Q.Gold Dust Croton Is Dying.
I bought a home with two gold dust (many years established) crotons in front in Florida (Zone 9b). About three weeks ago, the leaves of one of the stalks of the plant started to wither and drop. (These plants had received no attention from the older person who owned the house before and when I got there a couple years ago, I trimmed them to promote filling out and new growth. I water them during dry periods. Once the first stalk had dropped it leaves the problem seemed to move to the other stalks. I checked for the obvious — too much water, not enough water, bugs. The soil is sandy and well drained. The plants have been here for many years. There are no bugs and the other plant (just a few feet away is fine — though there is some sooty mold left over from a bug problem awhile ago.) This plant appears to be dying and it was all very rapid — weeks from first signs to now.

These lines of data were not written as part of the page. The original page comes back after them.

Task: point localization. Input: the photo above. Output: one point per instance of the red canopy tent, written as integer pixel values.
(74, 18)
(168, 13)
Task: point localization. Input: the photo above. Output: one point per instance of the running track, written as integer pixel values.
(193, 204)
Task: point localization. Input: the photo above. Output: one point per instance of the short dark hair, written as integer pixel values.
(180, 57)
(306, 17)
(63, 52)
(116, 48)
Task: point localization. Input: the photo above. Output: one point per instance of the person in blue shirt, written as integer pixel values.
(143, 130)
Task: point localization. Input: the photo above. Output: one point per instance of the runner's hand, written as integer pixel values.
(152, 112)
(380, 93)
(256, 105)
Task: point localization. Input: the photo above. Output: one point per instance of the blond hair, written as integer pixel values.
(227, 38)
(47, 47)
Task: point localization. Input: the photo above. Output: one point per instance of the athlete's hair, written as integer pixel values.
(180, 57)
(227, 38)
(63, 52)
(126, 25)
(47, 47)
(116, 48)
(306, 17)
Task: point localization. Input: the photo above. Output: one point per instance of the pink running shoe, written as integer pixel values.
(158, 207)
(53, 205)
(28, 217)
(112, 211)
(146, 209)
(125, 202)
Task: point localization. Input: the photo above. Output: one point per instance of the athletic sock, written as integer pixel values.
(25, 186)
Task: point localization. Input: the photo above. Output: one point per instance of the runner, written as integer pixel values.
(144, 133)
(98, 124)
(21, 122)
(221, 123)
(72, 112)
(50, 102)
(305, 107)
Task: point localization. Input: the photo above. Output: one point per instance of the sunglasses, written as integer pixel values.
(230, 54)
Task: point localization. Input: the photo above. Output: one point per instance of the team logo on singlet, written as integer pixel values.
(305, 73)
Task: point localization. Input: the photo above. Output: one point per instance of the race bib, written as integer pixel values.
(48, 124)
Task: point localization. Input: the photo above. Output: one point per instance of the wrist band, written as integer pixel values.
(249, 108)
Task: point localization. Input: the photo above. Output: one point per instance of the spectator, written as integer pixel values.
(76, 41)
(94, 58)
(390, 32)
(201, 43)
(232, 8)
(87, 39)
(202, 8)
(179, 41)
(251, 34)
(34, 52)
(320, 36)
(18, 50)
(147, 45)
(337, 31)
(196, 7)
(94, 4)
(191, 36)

Certified GKH Gardening Expert
Unfortunately, the pruning probably took a large toll on the plant. They do not like any change, whatsoever.
There isn't much that you can do to help them to recover. They will recover on their own, if they are to recover.
Since you are in an area that they can survive, naturally, the best course of action for growing these is a hands off approach.
You can try plant vitamins such as B1 (it isn't in the same concentration as it would be for a human, so human vitamins will be a no-go.) Sometimes they can aid in recovery, but this is not always the case.